Lee Hardman, Currency Analyst at MUFG, notes that the yen has continued to remain on a softer footing in the Asian trading session with USD/JPY holding just below key resistance from its 55-day moving average at around the 106.35-level.

Key Quotes

“The yen is likely to remain on the defensive heading into the upcoming BoJ monetary policy meeting scheduled to take place on the 29th July. Market expectations have continued to build that the BoJ will unveil further monetary easing which was evident in a Reuters poll released overnight which revealed that 23 out of 27 analysts polled now expect further easing measures compared to around two thirds of those polled in last month’s poll. Of those analysts who do not expect further BoJ easing this month, one expects further easing in September, two in October, and one expects it some-time next year. It highlights that our analysts in Tokyo are in the minority in not expecting further BoJ until later this year. As a result, we believe that building BoJ easing expectations could be disappointed supporting our view that the yen will remain at stronger levels.

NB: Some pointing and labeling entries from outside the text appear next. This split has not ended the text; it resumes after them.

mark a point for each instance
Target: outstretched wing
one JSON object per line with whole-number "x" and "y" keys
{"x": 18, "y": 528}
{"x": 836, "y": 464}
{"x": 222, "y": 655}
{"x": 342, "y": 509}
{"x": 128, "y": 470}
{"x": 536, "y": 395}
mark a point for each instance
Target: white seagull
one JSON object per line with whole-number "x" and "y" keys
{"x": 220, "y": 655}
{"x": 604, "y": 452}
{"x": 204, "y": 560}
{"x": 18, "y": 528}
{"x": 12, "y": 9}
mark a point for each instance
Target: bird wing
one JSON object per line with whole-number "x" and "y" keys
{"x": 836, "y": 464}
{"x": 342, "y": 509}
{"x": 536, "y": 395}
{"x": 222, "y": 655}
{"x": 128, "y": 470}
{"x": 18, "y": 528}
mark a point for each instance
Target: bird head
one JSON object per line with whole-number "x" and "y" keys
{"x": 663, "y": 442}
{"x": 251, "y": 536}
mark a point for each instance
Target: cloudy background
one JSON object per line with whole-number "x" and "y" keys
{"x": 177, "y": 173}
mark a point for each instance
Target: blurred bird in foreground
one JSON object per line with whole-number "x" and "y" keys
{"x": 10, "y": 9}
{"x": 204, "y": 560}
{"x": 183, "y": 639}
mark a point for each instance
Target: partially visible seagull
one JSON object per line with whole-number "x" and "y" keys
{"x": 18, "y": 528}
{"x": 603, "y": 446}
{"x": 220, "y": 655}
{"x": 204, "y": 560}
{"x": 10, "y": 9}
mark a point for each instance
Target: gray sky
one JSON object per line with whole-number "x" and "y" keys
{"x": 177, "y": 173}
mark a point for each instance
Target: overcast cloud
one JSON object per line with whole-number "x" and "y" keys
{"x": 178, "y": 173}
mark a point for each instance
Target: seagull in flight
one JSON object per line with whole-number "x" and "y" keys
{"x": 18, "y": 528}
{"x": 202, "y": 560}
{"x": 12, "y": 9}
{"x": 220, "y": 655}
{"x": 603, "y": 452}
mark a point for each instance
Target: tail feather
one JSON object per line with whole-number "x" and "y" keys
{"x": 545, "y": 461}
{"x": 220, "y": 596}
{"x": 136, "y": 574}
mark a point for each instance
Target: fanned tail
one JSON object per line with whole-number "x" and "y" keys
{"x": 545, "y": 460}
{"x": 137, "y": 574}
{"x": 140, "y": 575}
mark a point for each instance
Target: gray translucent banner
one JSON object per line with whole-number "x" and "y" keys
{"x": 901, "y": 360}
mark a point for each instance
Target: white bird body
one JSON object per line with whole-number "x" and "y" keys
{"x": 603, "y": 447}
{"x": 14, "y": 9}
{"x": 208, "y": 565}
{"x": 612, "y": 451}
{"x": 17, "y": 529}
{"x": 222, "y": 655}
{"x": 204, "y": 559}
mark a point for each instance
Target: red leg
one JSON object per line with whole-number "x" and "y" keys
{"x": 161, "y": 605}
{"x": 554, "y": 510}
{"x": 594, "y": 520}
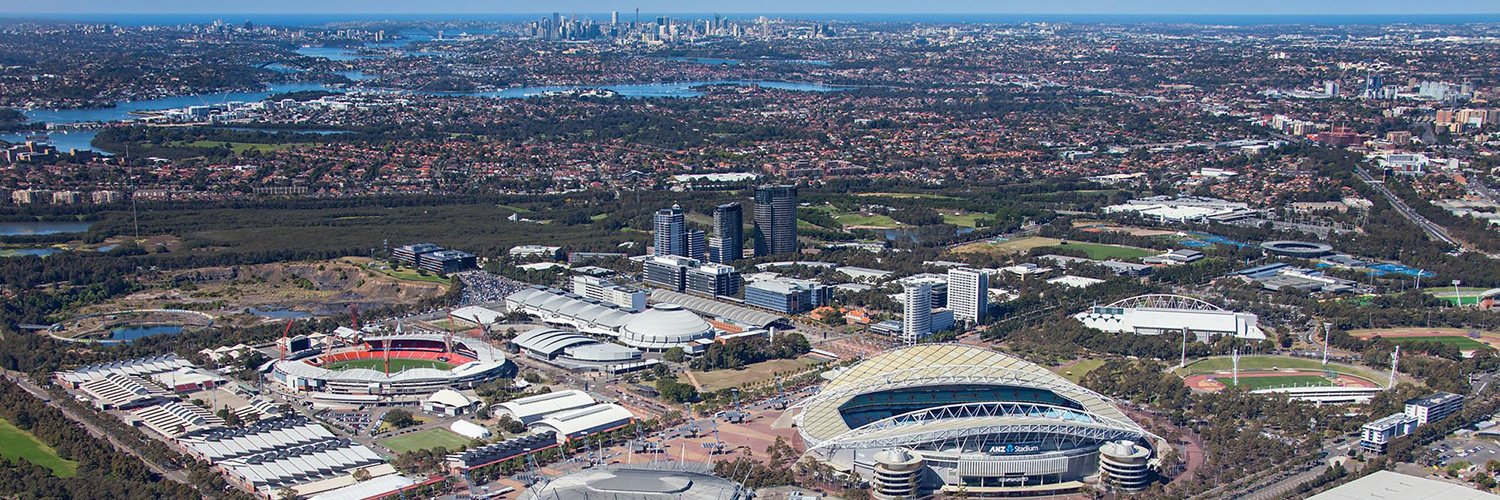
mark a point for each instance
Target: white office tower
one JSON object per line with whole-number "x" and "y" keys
{"x": 917, "y": 319}
{"x": 671, "y": 233}
{"x": 969, "y": 295}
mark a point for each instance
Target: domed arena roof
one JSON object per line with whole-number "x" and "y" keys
{"x": 665, "y": 326}
{"x": 932, "y": 391}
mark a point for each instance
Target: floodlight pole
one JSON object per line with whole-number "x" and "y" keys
{"x": 1235, "y": 359}
{"x": 1395, "y": 358}
{"x": 1182, "y": 362}
{"x": 1326, "y": 338}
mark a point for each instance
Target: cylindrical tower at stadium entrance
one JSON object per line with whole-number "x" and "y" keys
{"x": 1124, "y": 464}
{"x": 897, "y": 475}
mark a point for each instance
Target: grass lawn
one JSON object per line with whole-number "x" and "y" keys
{"x": 413, "y": 275}
{"x": 428, "y": 439}
{"x": 906, "y": 195}
{"x": 867, "y": 219}
{"x": 1079, "y": 370}
{"x": 1461, "y": 301}
{"x": 1254, "y": 383}
{"x": 803, "y": 224}
{"x": 1098, "y": 251}
{"x": 1008, "y": 246}
{"x": 968, "y": 219}
{"x": 1266, "y": 362}
{"x": 242, "y": 147}
{"x": 17, "y": 443}
{"x": 396, "y": 364}
{"x": 1464, "y": 344}
{"x": 758, "y": 373}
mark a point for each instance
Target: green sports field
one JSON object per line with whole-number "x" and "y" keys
{"x": 428, "y": 439}
{"x": 1463, "y": 343}
{"x": 17, "y": 443}
{"x": 396, "y": 364}
{"x": 1268, "y": 362}
{"x": 1098, "y": 251}
{"x": 1254, "y": 383}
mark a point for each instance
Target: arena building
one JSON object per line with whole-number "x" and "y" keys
{"x": 1157, "y": 314}
{"x": 579, "y": 352}
{"x": 947, "y": 418}
{"x": 1299, "y": 249}
{"x": 656, "y": 329}
{"x": 393, "y": 367}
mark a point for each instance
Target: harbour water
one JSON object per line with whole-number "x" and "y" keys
{"x": 123, "y": 108}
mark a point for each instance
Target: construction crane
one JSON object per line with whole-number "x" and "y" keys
{"x": 284, "y": 338}
{"x": 780, "y": 389}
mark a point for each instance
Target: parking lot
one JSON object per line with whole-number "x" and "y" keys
{"x": 1464, "y": 449}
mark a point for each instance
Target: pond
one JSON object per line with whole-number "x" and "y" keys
{"x": 126, "y": 334}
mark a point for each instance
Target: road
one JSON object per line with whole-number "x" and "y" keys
{"x": 26, "y": 383}
{"x": 1434, "y": 231}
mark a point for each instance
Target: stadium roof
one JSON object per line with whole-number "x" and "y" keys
{"x": 954, "y": 365}
{"x": 1395, "y": 485}
{"x": 587, "y": 419}
{"x": 531, "y": 409}
{"x": 665, "y": 326}
{"x": 716, "y": 308}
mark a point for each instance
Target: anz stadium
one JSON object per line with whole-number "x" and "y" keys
{"x": 948, "y": 418}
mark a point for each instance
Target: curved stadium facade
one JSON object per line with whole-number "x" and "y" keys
{"x": 974, "y": 419}
{"x": 473, "y": 362}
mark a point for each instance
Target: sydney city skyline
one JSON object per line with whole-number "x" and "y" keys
{"x": 678, "y": 249}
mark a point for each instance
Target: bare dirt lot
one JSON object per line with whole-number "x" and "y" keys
{"x": 314, "y": 287}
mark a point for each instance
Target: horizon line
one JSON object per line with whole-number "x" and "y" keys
{"x": 710, "y": 12}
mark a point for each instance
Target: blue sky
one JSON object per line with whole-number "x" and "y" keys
{"x": 758, "y": 6}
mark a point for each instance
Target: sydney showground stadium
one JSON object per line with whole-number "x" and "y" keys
{"x": 948, "y": 418}
{"x": 383, "y": 368}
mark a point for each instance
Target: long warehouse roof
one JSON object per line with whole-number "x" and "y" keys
{"x": 716, "y": 308}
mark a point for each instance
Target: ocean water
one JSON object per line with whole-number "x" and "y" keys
{"x": 930, "y": 18}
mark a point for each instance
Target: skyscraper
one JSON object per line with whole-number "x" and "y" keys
{"x": 917, "y": 316}
{"x": 696, "y": 245}
{"x": 774, "y": 219}
{"x": 671, "y": 233}
{"x": 728, "y": 243}
{"x": 969, "y": 295}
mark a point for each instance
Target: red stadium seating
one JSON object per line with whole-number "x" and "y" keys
{"x": 449, "y": 358}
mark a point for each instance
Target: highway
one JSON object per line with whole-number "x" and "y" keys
{"x": 1434, "y": 231}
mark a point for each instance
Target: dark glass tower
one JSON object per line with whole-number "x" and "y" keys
{"x": 728, "y": 234}
{"x": 774, "y": 219}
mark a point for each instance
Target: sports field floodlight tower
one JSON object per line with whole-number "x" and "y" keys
{"x": 1395, "y": 359}
{"x": 1328, "y": 338}
{"x": 284, "y": 338}
{"x": 738, "y": 416}
{"x": 780, "y": 389}
{"x": 1233, "y": 358}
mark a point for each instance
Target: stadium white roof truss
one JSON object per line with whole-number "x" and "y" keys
{"x": 1161, "y": 301}
{"x": 948, "y": 376}
{"x": 975, "y": 421}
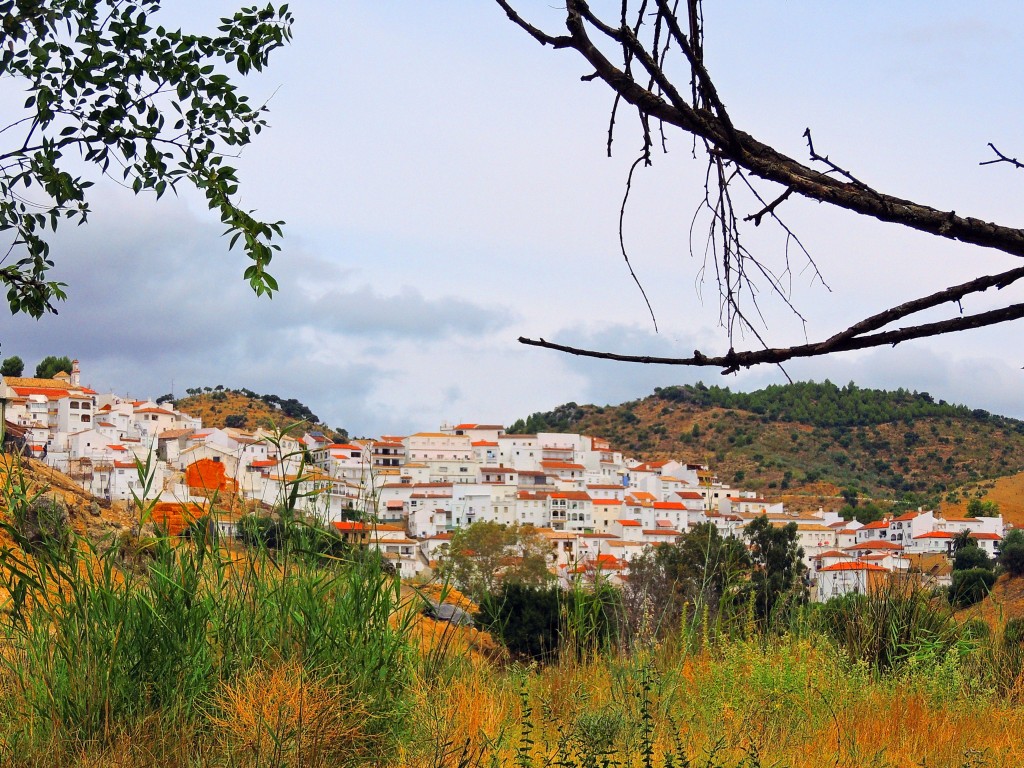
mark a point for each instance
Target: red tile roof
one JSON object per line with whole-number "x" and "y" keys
{"x": 857, "y": 565}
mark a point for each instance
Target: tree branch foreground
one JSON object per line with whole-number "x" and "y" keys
{"x": 632, "y": 54}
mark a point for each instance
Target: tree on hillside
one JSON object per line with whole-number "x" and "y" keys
{"x": 778, "y": 564}
{"x": 12, "y": 366}
{"x": 51, "y": 366}
{"x": 697, "y": 572}
{"x": 979, "y": 508}
{"x": 1012, "y": 552}
{"x": 651, "y": 54}
{"x": 482, "y": 554}
{"x": 148, "y": 107}
{"x": 972, "y": 556}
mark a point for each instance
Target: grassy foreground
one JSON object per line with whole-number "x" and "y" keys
{"x": 147, "y": 651}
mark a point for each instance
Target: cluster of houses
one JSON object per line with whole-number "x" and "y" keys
{"x": 404, "y": 495}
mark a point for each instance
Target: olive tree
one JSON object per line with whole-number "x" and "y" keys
{"x": 147, "y": 107}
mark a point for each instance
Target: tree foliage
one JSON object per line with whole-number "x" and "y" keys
{"x": 971, "y": 586}
{"x": 12, "y": 366}
{"x": 979, "y": 508}
{"x": 972, "y": 556}
{"x": 700, "y": 571}
{"x": 540, "y": 622}
{"x": 51, "y": 366}
{"x": 485, "y": 554}
{"x": 152, "y": 108}
{"x": 1012, "y": 553}
{"x": 778, "y": 564}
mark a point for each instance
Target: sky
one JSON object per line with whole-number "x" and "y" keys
{"x": 445, "y": 189}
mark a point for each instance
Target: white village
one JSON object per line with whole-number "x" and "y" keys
{"x": 404, "y": 496}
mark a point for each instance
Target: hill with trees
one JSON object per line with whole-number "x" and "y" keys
{"x": 244, "y": 409}
{"x": 807, "y": 436}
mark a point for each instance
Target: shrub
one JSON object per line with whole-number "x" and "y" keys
{"x": 971, "y": 586}
{"x": 972, "y": 557}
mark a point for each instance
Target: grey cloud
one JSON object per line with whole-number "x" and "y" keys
{"x": 365, "y": 312}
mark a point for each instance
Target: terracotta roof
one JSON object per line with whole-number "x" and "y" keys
{"x": 855, "y": 565}
{"x": 881, "y": 544}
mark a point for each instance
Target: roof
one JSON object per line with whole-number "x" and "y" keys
{"x": 881, "y": 544}
{"x": 906, "y": 516}
{"x": 19, "y": 381}
{"x": 853, "y": 565}
{"x": 560, "y": 465}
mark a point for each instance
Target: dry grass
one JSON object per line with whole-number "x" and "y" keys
{"x": 283, "y": 716}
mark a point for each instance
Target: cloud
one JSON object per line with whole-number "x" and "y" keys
{"x": 157, "y": 302}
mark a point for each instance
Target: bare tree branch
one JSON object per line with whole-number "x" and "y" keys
{"x": 732, "y": 360}
{"x": 733, "y": 153}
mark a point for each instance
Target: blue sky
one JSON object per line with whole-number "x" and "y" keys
{"x": 445, "y": 189}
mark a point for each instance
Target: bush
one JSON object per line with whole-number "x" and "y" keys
{"x": 540, "y": 623}
{"x": 971, "y": 557}
{"x": 1014, "y": 632}
{"x": 971, "y": 586}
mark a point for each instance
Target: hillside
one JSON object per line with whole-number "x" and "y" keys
{"x": 808, "y": 438}
{"x": 246, "y": 410}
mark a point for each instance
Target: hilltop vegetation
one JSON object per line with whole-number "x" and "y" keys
{"x": 903, "y": 445}
{"x": 244, "y": 409}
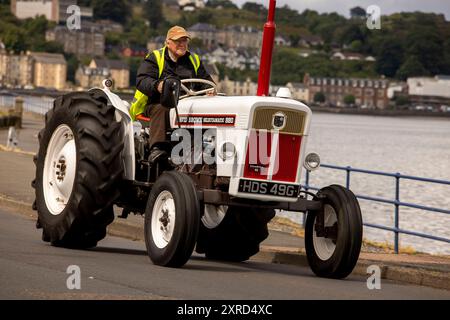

The Reuters poll revealed as well that eighty percent of analysts expect the BoJ to ease via a combination of measures such as cutting rates deeper into negative territory and increasing asset purchases such as exchange traded funds. Even if the BoJ delivers further easing this month, we remain sceptical that easing measures will be aggressive enough to sustain a re-weakening of the on the yen in the current external environment of lower global yields and weak global growth. The market is likely getting ahead of itself in expecting Japan to implement helicopter money soon although policy does appear to be heading in that direction.

Japan’s ability to re-weaken the yen through intervention continues to be limited by US opposition. Bloomberg has reported comments overnight from a US Treasury official reiterating that FX markets aren’t out of line with fundamentals which does not justify intervention from G20 countries. The official clarified that the G20 meeting this week will include discussions on the near-term and long-term implications of Brexit and review potential risks to the global economy. The recent easing of yen strength is helping to ease pressure on Japan to intervene although we remain unconvinced that it will prove sustainable expecting USD/JPY to fall back towards the 100.00-level.”